To test functions and classes, the interfaces (API) - rather than the
implementation - should be tested. Treating the implementation as a
black box, we can probe the expected behavior with boundary cases for
the inputs.

**System Tests:** System level tests are intended to test the code as a
whole. As opposed to unit tests, system tests ask for the behavior as a
whole. This sort of testing involves comparison with other validated
codes, analytical solutions, etc.

**Regression Tests:** A regression test ensures that new code does
change anything. If you change the default answer, for example, or add a
new question, you'll need to make sure that missing entries are still
found and fixed.

**Integration Tests:** Integration tests query the ability of the code
to integrate well with the system configuration and third party
libraries and modules. This type of test is essential for codes that
depend on libraries which might be updated independently of your code or
when your code might be used by a number of users who may have various
versions of libraries.

**Test Suites:** Putting a series of unit tests into a collection of
modules creates, a test suite. Typically the suite as a whole is
executed (rather than each test individually) when verifying that the
code base still functions after changes have been made.

# Elements of a Test

**Behavior:** The behavior you want to test. For example, you might want
to test the fun() function.

**Expected Result:** This might be a single number, a range of numbers,
a new fully defined object, a system state, an exception, etc. When we
run the fun() function, we expect to generate some fun. If we don't
generate any fun, the fun() function should fail its test.
Alternatively, if it does create some fun, the fun() function should
pass this test. The the expected result should known *a priori*. For
numerical functions, this is result is ideally analytically determined
even if the function being tested isn't.

**Assertions:** Require that some conditional be true. If the
conditional is false, the test fails.

**Fixtures:** Sometimes you have to do some legwork to create the
objects that are necessary to run one or many tests. These objects are
called fixtures as they are not really part of the test themselves but
rather involve getting the computer into the appropriate state.

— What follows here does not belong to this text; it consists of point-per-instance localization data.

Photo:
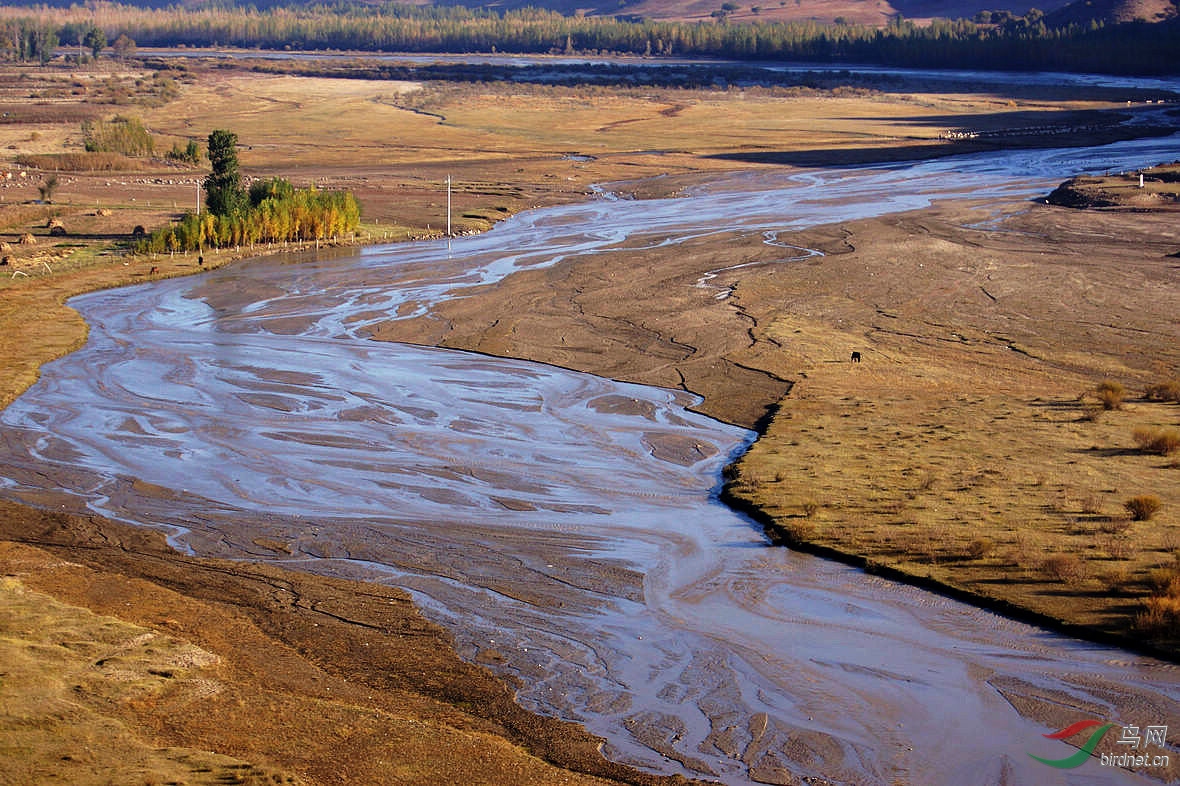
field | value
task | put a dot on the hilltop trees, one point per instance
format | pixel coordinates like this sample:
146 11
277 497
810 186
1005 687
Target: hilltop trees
269 211
223 188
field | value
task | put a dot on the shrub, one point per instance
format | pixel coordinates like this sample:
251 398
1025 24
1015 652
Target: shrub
1165 391
79 162
123 135
1110 394
1142 508
1161 614
981 548
1064 568
1162 441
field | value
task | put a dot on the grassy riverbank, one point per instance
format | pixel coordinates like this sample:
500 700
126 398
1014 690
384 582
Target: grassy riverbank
962 424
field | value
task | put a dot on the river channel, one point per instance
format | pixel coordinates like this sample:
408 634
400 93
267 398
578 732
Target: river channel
562 525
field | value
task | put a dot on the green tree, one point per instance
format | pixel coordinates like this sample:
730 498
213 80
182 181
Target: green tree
223 187
124 47
47 188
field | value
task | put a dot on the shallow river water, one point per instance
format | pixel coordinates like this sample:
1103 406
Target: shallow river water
564 526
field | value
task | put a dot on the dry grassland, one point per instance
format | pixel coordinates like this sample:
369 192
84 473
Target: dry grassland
958 451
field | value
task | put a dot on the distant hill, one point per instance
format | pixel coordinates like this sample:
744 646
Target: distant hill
853 12
1113 11
856 12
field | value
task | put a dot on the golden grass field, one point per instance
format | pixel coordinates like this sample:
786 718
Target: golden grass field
967 449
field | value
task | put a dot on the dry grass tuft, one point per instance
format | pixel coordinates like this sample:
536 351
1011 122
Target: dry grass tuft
1165 391
1110 394
1067 568
1142 508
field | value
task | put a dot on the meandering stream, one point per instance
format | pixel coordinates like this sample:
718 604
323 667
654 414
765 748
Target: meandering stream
563 525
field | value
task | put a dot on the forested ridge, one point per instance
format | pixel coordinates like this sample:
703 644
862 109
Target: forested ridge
992 41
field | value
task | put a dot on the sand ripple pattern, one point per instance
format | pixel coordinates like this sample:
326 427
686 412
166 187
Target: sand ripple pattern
563 525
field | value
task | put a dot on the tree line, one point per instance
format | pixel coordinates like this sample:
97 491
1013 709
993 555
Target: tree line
269 211
996 40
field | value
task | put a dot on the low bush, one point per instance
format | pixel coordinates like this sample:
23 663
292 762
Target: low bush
1162 441
1161 615
981 548
1110 394
1165 391
1142 508
79 162
1064 568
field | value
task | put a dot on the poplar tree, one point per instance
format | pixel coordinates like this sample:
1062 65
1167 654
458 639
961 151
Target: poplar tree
223 187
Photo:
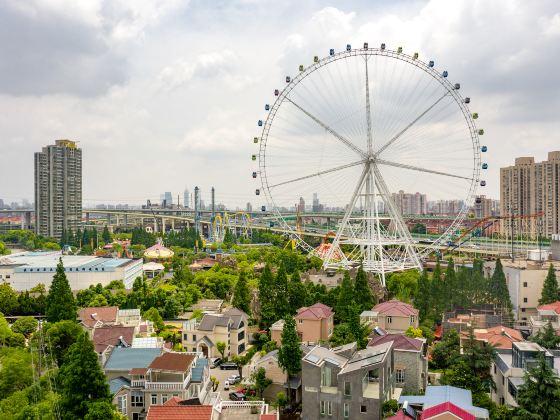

For example, since fun varies a lot between people, the fun() function
is a method of the Person class. In order to check the fun function,
then, we need to create an appropriate Person object on which to run
fun().

**Setup and teardown:** Creating fixtures is often done in a call to a
setup function. Deleting them and other cleanup is done in a teardown
function.

**The Big Picture:** Putting all this together, the testing algorithm is
often:

    setup()
    test()
    teardown()

But, sometimes it's the case that your tests change the fixtures. If so,
it's better for the setup() and teardown() functions to occur on either
side of each test. In that case, the testing algorithm should be:

    setup()
    test1()
    teardown()

    setup()
    test2()
    teardown()

    setup()
    test3()
    teardown()

## Nose: A Python Testing Framework

The testing framework we'll discuss today is called nose. However, there are
several other testing frameworks available in most language. Most notably there
is [JUnit](http://www.junit.org/) in Java which can arguably attributed to
inventing the testing framework. Google also provides a [test
framework](code.google.com/p/googletest/) for C++ applications (note, there's
also [CTest](http://cmake.org/Wiki/CMake/Testing_With_CTest)).  There
is at least one testing framework for R:
[testthat](http://cran.r-project.org/web/packages/testthat/index.html).

### Where do nose tests live?

Nose tests are files that begin with `Test-`, `Test_`, `test-`, or
`test_`. Specifically, these satisfy the testMatch regular expression
`[Tt]est[-_]`. (You can also teach nose to find tests by declaring them
in the unittest.TestCase subclasses chat you create in your code. You
can also create test functions which are not unittest.TestCase
subclasses if they are named with the configured testMatch regular
expression.)

### Nose Test Syntax

To write a nose test, we make assertions.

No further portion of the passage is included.